Growth of Carbon Nanotubes in Calcium Phosphate Matrix with Different Ca/P Molar Ratio

Abstract:

This paper reports that carbon nanotubes (CNTs) can be successfully grown from calcium phosphate matrix without additional catalysis of transition metal by chemical vapor deposition (CVD) using acetylene as carbon source. There is a great difference in the CNT growth from the matrix prepared with the different initial Ca/P molar ratio. The matrix prepared with lower initial Ca/P molar ratio is favorable for the growth of CNTs.

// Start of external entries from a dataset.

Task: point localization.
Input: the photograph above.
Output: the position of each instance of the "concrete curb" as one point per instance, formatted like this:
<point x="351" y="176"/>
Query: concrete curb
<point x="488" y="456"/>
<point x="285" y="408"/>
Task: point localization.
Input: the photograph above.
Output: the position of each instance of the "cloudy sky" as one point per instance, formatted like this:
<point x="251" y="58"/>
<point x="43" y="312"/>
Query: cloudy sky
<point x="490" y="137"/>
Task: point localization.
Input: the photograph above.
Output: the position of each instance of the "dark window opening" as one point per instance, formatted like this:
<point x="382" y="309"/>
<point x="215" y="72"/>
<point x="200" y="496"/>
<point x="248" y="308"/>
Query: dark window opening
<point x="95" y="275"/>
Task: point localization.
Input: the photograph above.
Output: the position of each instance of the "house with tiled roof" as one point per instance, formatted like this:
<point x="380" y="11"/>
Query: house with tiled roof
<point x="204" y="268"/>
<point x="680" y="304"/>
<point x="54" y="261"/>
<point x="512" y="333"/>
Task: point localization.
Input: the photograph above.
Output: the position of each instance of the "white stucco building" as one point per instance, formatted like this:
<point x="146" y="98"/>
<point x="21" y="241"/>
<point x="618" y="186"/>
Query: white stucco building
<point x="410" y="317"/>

A number of multi-walled CNTs with the diameter of 25~40 nm and 15~25 nm can be produced from the matrix with initial Ca/P molar ratio of 1.5 and 1.625, respectively, while no CNTs can be grown from the matrix with initial Ca/P molar ratio of 1.67. Tricalcium phosphate and hydroxyapatite crystallites with crystal size smaller than 50 nm besides carbon crystals are found in the as-obtained powders prepared with initial Ca/P molar ratio of 1.5 and 1.625. Compared with the growth of CNTs produced from all the matrixes, it is found that the CNTs grown from this matrix with Ca/P molar ratio of 1.5 have the longest tube length, cleanest and smoothest wall surface, and the content of CNTs is highest.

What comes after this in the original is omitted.